Thousands of migrants and refugees fleeing conflict and poverty continued their arduous trek across Europe over a weekend marked by tragedy after at least 13 adults and children drowned when the inflatable dinghy carrying them from Turkey to Greece collided with a ship.

Some have already made it across to western Europe, with Austria registering some 22,700 arrivals over the past few days, but others have resorted to desperate measures after being stopped in their tracks by countries reluctant to let them through.

After spending the night camped on the hard shoulder of a motorway outside Istanbul, a few hundred mostly Syrian refugees were stopped by police Monday after walking along the emergency lane in the midst of snarling morning traffic.

They had been blocked for the past week at Istanbul’s main bus station, and were trying to reach Edirne in the northwest, which has become a new rallying point for migrants trying to reach Europe.

Monday’s talks in Prague between the foreign ministers of the Czech Republic, Hungary, Poland, Slovakia and Latvia with their counterpart from Luxembourg, which holds the EU presidency, will try to address the deep divide between European countries over how to share out some 120,000 refugees.

“We will talk… about how to solve the issue of the migrants, how Europe should protect its borders, and how to distinguish refugees from economic migrants,” Polish Foreign Minister Grzegorz Schetyna said Sunday.

He noted that the so-called Visegrad states are still opposed to Brussels’ proposed quota system to distribute migrants arriving in Europe.

“Each country must be able to decide how many migrants it can receive. Imposing a quota would be, in my view, against European principles.”

– Take refugees from crisis regions? –

EU interior ministers will also meet on Tuesday, in the hope that progress will be made by the time a bloc-wide emergency summit opens Wednesday on how to resolve the continent’s worst migration crisis since World War II.

More than 2,800 people have lost their lives among the nearly half a million who have braved dangerous trips across the Mediterranean to reach Europe so far this year, according to the International Organization for Migration.

In the latest weekend tragedy, the dinghy was carrying at least 46 migrants to Lesbos, one of several Greek islands inundated in recent months by thousands of people arriving from Syria, Afghanistan and elsewhere in the Middle East and South Asia.

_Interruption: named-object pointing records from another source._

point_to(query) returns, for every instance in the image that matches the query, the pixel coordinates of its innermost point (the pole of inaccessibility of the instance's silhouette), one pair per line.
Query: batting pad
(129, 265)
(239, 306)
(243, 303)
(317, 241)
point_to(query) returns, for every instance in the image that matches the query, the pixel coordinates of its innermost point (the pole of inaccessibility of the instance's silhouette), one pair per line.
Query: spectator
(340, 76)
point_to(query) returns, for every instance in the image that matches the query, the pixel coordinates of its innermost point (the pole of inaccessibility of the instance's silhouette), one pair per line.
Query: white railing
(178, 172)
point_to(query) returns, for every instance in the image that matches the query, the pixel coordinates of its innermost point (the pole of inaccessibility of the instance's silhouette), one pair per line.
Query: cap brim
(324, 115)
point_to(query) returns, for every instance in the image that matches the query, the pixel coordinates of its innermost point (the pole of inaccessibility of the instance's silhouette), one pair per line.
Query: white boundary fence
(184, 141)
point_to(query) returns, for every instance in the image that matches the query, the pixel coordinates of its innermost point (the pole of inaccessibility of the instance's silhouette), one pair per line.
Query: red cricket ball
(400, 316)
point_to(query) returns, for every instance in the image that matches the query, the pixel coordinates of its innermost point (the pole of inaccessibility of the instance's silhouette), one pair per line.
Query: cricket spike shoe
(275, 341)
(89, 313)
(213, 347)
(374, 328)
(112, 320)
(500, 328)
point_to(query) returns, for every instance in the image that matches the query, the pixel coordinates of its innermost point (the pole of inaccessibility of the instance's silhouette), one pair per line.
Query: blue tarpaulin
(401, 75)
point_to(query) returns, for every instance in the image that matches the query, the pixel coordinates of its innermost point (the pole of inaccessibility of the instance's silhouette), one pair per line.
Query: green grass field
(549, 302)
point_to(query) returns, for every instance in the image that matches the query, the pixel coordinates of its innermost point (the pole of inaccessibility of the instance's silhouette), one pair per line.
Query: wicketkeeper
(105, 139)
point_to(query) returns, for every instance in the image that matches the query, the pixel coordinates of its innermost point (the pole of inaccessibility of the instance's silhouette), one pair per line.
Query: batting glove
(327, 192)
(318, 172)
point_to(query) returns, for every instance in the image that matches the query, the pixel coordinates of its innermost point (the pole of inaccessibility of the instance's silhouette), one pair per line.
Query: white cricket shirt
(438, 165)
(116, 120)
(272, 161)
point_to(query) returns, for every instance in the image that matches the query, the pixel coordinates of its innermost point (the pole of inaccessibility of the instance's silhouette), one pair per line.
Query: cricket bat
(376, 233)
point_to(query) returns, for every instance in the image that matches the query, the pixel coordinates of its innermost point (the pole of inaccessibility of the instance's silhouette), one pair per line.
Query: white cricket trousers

A survivor whose name was given as Haseen told Greek state news agency ANA: “It was dark, we saw the ship bearing down on us. We tried to signal with flashlights and mobile phones but they did not see us.”

Thrown overboard, the passengers fought to keep their heads above water. “We lost the children. We could not see them in the dark,” Haseen said.

On Monday, Germany’s interior minister urged Europe to pick up refugees directly from crisis regions, to help them bypass traffickers who charge huge sums for dangerous journeys to the continent.

“I suggest we agree on a generous quota in which we take refugees from crisis regions to Europe without allowing people smugglers to profit from it,” Thomas de Maiziere told reporters in Berlin.

– Refugees caught in EU rift –

The migration crisis has caused a deep rift between EU members over how to deal with the new arrivals.

Countries like Germany and France insist on establishing compulsory quotas to share out the refugees, while other member states have taken a hard line and refuse.

Hungary sealed off its border with Serbia last week with a razor-wire barrier, displacing the flow of refugees to neighbouring Croatia, which soon became overwhelmed and closed seven of its eight crossing points with Serbia.

Over the weekend, though, Budapest and Zagreb appeared to have coordinated efforts to ferry the huge crowds through and out of their territory as quickly as possible, with Croatia pushing migrants onto neighbouring Hungary, which in turn put them onto buses or trains to Austria.

Many refugees trying to reach the EU overland through northwestern Turkey, meanwhile, have been blocked in their tracks as neighbouring Greece and Bulgaria resist taking them in.

“We are ready to send people to countries who open their doors to them, but unfortunately no country has given a favourable response so far,” Prime Minister Ahmet Davutoglu tweeted.